# Ric's Works 1



## ricardo_jvc6 (Dec 8, 2010)

I was making a Nocturne in the other night, took 2 hours to make this 1st part, the Allegro Will come next and promising to be a cool Nocturne.

http://dl.dropbox.com/u/2738795/Nocturne en E minor.mp3

Way further beyond I was also creating an Étude Nº 4 haven't finished yet.. I could do more variations possibly

http://dl.dropbox.com/u/2738795/Étude en Db Major.wav

This are the compositiong I've been working all day so far.


----------



## ricardo_jvc6 (Dec 8, 2010)

So far I managed to give a raise on the Nocturno. http://dl.dropbox.com/u/2738795/Nocturne en E minor.mp3


----------



## Kopachris (May 31, 2010)

That actually sounds quite nice. If you don't mind me asking, how did you choose your notes?


----------



## ricardo_jvc6 (Dec 8, 2010)

Kopachris said:


> That actually sounds quite nice. If you don't mind me asking, how did you choose your notes?

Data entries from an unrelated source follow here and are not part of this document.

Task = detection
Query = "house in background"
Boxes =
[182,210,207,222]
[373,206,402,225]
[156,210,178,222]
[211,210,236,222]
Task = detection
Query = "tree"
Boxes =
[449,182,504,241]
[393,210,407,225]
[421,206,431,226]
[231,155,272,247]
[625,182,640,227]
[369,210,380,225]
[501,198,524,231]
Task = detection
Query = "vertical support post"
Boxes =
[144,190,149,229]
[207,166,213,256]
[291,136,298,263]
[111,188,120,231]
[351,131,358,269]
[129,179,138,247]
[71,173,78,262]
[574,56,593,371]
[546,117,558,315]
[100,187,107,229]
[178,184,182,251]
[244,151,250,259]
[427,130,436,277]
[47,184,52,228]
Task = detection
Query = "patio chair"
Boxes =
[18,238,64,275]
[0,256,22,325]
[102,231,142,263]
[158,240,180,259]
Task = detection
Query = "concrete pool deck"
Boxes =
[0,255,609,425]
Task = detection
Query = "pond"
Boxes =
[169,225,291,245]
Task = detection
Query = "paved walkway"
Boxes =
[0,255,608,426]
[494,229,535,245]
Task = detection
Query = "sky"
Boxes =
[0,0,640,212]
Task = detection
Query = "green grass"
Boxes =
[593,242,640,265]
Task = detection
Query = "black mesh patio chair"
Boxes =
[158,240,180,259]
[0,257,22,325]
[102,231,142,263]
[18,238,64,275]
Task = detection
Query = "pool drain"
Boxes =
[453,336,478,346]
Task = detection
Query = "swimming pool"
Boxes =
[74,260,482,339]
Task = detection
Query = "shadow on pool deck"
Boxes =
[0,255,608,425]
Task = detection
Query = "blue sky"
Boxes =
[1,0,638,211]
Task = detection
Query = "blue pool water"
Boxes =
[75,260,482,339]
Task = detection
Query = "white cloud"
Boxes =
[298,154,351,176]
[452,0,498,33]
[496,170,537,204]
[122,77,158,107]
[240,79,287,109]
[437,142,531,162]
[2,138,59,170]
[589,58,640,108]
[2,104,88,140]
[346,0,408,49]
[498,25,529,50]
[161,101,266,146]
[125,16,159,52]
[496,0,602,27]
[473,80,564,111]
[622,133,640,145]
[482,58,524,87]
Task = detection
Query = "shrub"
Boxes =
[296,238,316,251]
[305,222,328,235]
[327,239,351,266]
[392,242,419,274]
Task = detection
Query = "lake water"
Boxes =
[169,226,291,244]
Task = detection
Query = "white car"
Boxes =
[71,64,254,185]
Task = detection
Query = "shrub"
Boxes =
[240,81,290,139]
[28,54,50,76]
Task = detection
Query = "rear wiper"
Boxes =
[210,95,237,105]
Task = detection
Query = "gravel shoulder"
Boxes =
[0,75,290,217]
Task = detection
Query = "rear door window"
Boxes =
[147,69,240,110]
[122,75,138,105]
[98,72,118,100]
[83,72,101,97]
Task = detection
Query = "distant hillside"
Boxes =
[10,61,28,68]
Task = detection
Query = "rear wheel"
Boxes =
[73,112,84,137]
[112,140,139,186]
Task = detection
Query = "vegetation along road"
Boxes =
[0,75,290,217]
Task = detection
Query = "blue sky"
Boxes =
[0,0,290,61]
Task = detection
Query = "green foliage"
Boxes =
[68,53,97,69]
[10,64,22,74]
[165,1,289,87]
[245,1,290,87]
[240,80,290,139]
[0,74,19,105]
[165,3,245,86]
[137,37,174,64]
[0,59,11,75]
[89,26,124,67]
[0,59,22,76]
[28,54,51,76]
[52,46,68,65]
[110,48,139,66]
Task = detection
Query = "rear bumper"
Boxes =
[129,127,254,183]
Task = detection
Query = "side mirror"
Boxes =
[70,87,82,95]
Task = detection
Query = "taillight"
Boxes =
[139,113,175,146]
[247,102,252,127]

It was actually by logic, it starts with E minor, and actually goes up for G which the relative Major of E minor then D major, because of the 7th Chord..


----------



## ricardo_jvc6 (Dec 8, 2010)

The presto is now done http://dl.dropbox.com/u/2738795/Nocturne en E minor.mp3 I'm off for today to composing.


----------



## ricardo_jvc6 (Dec 8, 2010)

I prelonged the music till 4:15 - http://dl.dropbox.com/u/2738795/Nocturne en E minor.mp3
I'll try to get the music done in the next 3 days by making the andante next.


----------



## ricardo_jvc6 (Dec 8, 2010)

Well, I finished the nocturno E minor






In a jiffy, I currently workin' in the nocturno In A major

http://dl.dropbox.com/u/2738795/Nocturno in A Major.mp3

Please tell me what do you think of these works so far, more theoric attentions.


----------



## Aristotle (Jul 22, 2011)

nice, what is it about?! can you explain?


----------



## ricardo_jvc6 (Dec 8, 2010)

My nocturnos are all about love, thats why it explains some touching harmonies. Also it means friendship, the 3rd nocturno in Bb Major is about the environment. For me, music is about Touching people's emotions. My songs brings a message, "Love is everything even if you don't have it, people will love you. Try to lurk inside and find what you really are."


----------



## LordMelchior (Sep 3, 2011)

oh my, I am quite fond of your music ricardo! I'll be watching this thread for more.

Keep up the good work!


----------



## ricardo_jvc6 (Dec 8, 2010)

Away from the Piano works. A new Song, I've been working.


----------



## ricardo_jvc6 (Dec 8, 2010)

I've got a new song I've been working and Its finished


----------



## ricardo_jvc6 (Dec 8, 2010)

I've been working on song for Piano and Cello, I hope you criticize it, by giving useful feedback.

http://dl.dropbox.com/u/2738795/Twilight Love.mp3


----------